A la tête d'un Orchestre National qu'il dirige à mains nues et de mémoire, le chef nippon est dans son élément. Dès les premiers accords de la Pavane pour une infante défunte, un climat s'installe qui rend justice à la couleur si particulière de l'écriture ravélienne. Dans un tempo relativement lent, avec ductilité, Ozawa sait dégager toute la subtilité, le rêve, la nostalgie de cette pièce envoûtante à l'origine destinée au piano.
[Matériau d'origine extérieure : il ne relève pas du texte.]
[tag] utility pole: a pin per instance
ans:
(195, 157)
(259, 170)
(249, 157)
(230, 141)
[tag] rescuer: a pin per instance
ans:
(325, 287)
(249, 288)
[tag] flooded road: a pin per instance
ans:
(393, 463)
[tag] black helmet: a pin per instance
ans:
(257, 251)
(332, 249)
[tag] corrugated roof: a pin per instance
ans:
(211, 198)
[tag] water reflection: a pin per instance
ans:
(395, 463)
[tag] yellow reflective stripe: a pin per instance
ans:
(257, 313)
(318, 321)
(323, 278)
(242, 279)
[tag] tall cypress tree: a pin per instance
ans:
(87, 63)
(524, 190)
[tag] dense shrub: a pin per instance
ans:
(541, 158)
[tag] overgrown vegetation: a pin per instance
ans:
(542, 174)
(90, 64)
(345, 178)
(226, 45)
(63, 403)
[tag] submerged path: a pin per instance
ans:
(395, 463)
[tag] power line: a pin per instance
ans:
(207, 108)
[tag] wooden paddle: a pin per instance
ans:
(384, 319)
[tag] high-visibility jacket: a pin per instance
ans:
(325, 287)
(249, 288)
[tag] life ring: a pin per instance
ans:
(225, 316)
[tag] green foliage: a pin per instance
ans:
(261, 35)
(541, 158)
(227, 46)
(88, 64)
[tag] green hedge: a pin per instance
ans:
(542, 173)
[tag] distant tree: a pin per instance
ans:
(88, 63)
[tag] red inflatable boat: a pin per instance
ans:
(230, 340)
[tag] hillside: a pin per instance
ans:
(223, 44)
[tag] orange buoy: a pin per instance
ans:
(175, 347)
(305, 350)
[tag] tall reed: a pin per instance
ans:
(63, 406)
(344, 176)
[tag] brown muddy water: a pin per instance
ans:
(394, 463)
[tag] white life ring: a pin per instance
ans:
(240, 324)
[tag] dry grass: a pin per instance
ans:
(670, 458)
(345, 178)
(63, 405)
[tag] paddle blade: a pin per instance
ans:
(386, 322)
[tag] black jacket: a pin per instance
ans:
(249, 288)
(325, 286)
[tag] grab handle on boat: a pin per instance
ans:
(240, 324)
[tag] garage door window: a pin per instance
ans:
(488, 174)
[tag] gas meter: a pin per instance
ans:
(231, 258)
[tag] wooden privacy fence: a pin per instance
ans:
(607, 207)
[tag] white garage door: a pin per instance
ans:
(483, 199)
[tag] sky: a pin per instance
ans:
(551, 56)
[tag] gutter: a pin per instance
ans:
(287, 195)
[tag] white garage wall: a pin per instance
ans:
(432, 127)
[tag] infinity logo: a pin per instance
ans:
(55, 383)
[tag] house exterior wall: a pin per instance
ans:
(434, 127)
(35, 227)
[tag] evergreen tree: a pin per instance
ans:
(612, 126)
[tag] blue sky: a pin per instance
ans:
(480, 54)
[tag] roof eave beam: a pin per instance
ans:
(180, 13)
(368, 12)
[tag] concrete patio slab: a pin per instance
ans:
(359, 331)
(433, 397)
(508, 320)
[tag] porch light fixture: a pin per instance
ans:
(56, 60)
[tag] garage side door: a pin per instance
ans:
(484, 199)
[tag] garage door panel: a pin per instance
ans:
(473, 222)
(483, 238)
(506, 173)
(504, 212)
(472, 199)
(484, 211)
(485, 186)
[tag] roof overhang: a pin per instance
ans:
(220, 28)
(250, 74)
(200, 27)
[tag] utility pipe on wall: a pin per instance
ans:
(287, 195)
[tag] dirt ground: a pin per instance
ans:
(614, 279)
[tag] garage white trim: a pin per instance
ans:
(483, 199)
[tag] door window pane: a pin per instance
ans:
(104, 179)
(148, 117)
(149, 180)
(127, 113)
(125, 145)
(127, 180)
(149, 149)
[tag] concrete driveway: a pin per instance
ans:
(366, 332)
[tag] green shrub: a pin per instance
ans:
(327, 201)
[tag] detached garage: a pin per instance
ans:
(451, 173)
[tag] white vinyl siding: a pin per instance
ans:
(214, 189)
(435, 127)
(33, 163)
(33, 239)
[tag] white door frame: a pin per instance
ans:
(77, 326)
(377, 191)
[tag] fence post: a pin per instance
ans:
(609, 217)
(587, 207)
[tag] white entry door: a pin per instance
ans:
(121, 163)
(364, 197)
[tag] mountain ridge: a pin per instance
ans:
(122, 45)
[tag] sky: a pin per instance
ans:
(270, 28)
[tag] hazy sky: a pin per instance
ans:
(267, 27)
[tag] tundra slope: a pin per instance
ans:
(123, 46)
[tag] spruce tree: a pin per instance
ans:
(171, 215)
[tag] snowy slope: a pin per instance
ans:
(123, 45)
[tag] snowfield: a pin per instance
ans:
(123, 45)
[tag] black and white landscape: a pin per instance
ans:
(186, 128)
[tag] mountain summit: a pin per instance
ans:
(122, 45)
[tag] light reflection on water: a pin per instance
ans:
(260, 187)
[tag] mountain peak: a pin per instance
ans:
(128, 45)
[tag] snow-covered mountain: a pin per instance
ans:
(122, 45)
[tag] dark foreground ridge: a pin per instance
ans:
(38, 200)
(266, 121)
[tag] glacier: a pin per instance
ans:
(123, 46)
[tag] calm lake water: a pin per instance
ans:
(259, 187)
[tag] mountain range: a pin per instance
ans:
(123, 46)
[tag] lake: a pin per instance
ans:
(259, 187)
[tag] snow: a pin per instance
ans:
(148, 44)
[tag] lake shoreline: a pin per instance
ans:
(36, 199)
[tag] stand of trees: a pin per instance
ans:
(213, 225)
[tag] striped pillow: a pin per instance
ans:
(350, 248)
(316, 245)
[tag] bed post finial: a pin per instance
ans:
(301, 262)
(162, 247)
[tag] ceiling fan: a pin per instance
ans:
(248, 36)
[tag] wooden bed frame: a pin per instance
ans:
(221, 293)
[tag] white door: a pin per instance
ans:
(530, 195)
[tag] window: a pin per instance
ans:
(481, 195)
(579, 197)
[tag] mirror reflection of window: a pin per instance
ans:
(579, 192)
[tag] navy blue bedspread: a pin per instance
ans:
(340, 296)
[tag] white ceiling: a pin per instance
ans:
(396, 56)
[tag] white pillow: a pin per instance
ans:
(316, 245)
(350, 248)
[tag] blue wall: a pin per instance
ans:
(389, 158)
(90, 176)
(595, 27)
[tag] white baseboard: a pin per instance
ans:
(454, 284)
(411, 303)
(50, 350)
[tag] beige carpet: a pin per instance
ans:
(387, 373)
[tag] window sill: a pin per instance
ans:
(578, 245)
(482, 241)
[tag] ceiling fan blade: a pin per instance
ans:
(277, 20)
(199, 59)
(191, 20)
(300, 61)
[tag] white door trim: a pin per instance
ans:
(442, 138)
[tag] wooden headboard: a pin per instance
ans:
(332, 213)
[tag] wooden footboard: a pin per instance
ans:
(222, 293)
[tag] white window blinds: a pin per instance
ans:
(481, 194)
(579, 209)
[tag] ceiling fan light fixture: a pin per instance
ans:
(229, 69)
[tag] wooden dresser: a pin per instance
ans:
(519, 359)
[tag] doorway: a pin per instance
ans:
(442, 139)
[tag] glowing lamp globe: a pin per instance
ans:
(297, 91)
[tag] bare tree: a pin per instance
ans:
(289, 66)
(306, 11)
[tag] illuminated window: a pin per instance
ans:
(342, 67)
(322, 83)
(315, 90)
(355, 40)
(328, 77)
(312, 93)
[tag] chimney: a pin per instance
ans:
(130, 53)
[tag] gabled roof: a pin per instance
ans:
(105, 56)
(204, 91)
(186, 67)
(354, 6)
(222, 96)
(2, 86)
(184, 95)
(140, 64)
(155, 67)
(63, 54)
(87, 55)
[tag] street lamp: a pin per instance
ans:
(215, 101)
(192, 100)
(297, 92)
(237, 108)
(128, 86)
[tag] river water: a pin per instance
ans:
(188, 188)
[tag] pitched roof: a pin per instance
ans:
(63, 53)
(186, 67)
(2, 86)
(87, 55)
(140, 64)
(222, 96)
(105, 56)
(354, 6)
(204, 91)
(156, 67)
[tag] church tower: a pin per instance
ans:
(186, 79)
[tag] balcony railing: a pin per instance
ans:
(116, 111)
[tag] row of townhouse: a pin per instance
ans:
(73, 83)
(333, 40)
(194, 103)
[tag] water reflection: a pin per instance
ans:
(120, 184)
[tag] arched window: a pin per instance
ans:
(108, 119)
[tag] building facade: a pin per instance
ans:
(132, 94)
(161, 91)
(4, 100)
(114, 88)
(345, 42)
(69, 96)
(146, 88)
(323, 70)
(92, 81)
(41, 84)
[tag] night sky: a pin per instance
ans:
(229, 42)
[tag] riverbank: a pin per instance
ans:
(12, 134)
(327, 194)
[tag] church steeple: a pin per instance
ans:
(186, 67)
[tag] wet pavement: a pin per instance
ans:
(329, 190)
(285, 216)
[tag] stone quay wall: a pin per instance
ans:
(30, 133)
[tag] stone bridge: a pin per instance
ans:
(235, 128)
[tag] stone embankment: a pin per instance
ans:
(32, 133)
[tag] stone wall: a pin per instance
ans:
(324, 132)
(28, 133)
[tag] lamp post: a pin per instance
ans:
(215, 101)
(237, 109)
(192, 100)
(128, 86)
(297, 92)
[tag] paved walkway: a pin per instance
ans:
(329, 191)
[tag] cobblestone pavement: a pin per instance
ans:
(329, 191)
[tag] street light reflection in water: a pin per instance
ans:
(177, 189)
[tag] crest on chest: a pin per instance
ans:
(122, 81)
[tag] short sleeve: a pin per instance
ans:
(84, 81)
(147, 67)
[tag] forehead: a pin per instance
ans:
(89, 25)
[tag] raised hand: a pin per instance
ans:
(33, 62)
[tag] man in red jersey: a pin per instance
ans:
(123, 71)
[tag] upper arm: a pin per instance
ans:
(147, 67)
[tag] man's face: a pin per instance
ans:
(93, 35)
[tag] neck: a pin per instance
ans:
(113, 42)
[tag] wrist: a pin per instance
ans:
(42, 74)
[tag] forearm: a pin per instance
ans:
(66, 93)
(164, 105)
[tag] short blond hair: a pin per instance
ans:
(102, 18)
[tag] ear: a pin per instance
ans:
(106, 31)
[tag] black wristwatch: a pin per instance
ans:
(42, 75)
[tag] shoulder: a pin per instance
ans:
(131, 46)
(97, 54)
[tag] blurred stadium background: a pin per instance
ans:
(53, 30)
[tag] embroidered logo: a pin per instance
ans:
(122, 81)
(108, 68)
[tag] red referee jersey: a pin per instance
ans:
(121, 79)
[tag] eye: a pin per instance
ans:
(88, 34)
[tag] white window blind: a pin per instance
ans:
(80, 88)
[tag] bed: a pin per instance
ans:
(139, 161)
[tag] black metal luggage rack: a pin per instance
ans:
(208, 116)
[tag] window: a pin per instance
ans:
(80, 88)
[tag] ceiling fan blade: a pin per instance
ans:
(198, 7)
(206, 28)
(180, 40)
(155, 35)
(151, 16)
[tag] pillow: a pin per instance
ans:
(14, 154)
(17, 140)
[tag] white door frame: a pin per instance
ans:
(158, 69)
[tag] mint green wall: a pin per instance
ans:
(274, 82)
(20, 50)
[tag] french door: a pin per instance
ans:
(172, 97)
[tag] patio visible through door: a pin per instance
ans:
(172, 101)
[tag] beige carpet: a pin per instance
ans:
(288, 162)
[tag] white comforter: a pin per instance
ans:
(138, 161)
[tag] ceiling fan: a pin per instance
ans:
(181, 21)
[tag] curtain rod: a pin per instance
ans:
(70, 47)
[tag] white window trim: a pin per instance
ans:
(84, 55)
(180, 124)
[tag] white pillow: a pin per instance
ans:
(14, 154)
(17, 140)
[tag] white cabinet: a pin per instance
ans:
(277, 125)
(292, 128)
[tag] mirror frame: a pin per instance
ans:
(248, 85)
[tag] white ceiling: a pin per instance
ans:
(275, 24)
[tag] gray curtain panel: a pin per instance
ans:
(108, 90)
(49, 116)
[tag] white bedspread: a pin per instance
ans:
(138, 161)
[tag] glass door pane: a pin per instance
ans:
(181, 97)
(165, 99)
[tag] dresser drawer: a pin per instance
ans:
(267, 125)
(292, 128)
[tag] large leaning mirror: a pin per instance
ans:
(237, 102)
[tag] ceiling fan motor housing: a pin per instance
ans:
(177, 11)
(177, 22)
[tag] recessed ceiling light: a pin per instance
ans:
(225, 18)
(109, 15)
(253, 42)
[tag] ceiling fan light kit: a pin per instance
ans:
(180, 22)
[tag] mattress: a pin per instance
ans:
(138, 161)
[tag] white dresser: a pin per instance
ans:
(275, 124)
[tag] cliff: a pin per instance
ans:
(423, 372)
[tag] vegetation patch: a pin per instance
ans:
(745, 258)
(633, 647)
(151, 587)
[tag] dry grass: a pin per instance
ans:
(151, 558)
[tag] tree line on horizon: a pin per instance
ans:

Mystère de l'instant d'Henri Dutilleux, commande de Paul Sacher dans les années 1980, est devenu un classique. Rien d'hermétique sous cette direction inspirée, souple, brillante, où chaque instant prend une évidence poétique à mille lieues d'une étude pour orchestre. Les musiciens sont littéralement happés par le magnétisme du chef, habité tant spirituellement que physiquement.
L'engagement du corps – véritable liane sans cesse en mouvement – semble transmettre son énergie et la faire passer tout entière dans les veines d'un orchestre irradié. Henri Dutilleux ne tarit d'ailleurs pas d'éloges sur cette vision qui transfigure littéralement sa pièce et lui donne, grâce à l'intelligence de la perception, une dimension universelle.
Véritable credo de la modernité à son époque, la Symphonie fantastique de Berlioz n'a pas perdu de son impact et de sa force de persuasion depuis sa création en 1830 sous la direction de Habeneck dans la salle du Conservatoire. Ozawa sait, sans forcer le trait, se montrer non seulement précis sans être chirurgical, spectaculaire sans être exacerbé, tendu sans déclencher des cataclysmes inconsidérés.
Transparence du tissu orchestral
Son interprétation, construite, possède des qualités de style et de goût – malgré un Bal chorégraphique mais trop découpé – tout en insistant plus sur la transparence du tissu orchestral que sur la fièvre de la violence et de la passion. Cette manière de perfection à laquelle contribue chaque instrumentiste chauffé à blanc, convainc par la lisibilité du discours et séduit par la richesse des intentions.
Une telle élégance, une telle maîtrise, une telle aspiration vers le haut – la Scène aux champs – ont aujourd'hui peu de concurrents – hormis Sir Colin Davis, plus placide. La griserie orgiaque, les hallucinations de l'opium sont, malgré la démonstration flamboyante et les coloris les plus chatoyants, à rechercher sous d'autres baguettes – Munch, Beecham, Bernstein
Faut-il se plaindre pourtant que la mariée ait été si belle ?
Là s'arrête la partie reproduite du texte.